AI Overestimates Behavioral Health Risks Compared to Human Advice in Experimental Study
This study conducted two controlled experiments involving 60 gender-balanced participants and 30 GPT-4 samples to examine how advice source influences judgment of behavioral health risks. Participants received risk assessments for behavioral health scenarios from either AI algorithms or human peer groups, with comparisons made between these advice sources. The primary finding was that AI systematically overestimated health risks compared to human advice, though specific effect sizes and statistical measures were not reported. In lower-threat conditions, participants showed a preference for human advice over AI, though this preference disappeared in higher-threat scenarios. Interestingly, participants who accepted AI-disagreeing advice showed greater belief updates than those following human advice.

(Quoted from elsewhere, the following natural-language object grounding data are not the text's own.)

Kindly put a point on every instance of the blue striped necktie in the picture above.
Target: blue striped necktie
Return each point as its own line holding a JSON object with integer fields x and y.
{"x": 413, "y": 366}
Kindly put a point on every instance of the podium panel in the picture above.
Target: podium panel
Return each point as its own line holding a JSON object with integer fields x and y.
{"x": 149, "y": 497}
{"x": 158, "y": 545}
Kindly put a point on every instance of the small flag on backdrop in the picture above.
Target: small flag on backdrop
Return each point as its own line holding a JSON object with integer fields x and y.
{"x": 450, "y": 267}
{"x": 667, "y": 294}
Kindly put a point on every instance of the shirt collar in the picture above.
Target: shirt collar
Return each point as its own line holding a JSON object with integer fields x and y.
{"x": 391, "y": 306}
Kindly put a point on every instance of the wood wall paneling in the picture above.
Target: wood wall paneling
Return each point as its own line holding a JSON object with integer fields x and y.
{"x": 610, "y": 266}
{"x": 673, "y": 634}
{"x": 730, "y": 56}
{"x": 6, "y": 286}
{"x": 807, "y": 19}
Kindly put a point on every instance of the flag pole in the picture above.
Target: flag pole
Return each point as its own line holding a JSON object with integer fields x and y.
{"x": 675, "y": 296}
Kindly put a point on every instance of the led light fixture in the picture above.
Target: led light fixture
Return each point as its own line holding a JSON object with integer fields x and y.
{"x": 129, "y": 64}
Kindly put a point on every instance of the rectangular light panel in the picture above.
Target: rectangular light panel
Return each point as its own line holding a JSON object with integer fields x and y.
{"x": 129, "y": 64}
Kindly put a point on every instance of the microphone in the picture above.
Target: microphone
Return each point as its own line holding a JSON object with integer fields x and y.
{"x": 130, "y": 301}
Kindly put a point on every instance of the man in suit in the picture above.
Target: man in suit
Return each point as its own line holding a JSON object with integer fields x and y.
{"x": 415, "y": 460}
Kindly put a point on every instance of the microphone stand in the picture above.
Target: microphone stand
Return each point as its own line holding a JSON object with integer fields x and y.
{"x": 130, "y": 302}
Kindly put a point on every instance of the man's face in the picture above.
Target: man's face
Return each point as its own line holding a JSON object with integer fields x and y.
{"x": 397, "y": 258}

Safety and tolerability data were not reported in this experimental study. The research focused on judgment and preference measures rather than clinical outcomes or adverse events associated with AI use in healthcare settings.
Key limitations include the experimental nature of the study, which measured perceptions and judgments in controlled tasks rather than real-world health decisions. The AI component (GPT-4) was used to generate risk ratings in a research context, not as a clinical decision aid. The findings relate to judgment processes and source preference, not diagnostic accuracy or patient management outcomes.
For practice, this research offers preliminary insights for the design of AI-based health decision support systems, suggesting that users may perceive AI risk assessments differently than human advice. However, the study does not test AI in clinical practice or measure actual health outcomes, so applications to patient care remain speculative. Clinicians should recognize these findings as early experimental evidence about judgment processes rather than guidance for clinical AI implementation.